Violence, Power and Meaning: The Moral Logic of Terrorism

Violence, Power and Meaning: The Moral Logic of Terrorism

Dominant orthodoxies within the study of terrorism have developed and promoted a strategic understanding of terrorism which has, in effect, reinforced the very conflict it seeks to explain. In response, this article develops the challenge of critical terrorism studies to propose a new strategic approach to terrorism. It posits that, while unable to achieve a Clausewitzian victory over the state per se, terrorism is able to politically paralyse the state's overwhelming power by shifting the moral horizons of that state's constituency. We explore two mutually reinforcing mechanisms by which terrorism achieves this objective and explore a number of strategic policy implications of each.
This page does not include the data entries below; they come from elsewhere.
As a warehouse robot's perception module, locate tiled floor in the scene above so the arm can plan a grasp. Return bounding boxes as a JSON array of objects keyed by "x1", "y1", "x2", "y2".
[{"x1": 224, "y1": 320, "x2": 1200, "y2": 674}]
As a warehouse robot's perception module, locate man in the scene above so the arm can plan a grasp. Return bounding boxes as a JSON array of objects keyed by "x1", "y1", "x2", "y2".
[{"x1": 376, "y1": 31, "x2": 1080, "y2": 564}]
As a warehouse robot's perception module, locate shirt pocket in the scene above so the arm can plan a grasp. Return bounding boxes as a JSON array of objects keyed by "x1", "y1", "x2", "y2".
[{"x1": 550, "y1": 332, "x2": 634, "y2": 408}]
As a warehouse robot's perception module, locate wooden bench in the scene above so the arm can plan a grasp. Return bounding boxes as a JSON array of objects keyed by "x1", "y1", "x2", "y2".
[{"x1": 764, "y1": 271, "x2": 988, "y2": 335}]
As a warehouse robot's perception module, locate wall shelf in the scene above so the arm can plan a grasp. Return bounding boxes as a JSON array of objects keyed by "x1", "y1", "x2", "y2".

This new approach is needed as current approaches misrepresent the challenge the global community currently faces, creating a self‐perpetuating loop of conflict and grievance which promises no end to terrorist violence.

Policy Implications

  • Rather than escalating measures with terrorist violence, states are ultimately best placed responding within legal and humanitarian frameworks.
  • The state's resources and institutions are better directed towards understanding and mediating what fundamentally drives hostility aimed towards the state, rather than at containing its violent, yet transitional, expression.
  • In order to escape a ‘hurting stalemate’ with a terrorist actor, the state must recognise the terrorist as legitimate, and integrate them into mainstream political spheres.
  • Because orthodox approaches to terrorism prescribe responses that sustain and escalate conflict with terrorist actors, critical analysis should be incorporated more into state decision‐making.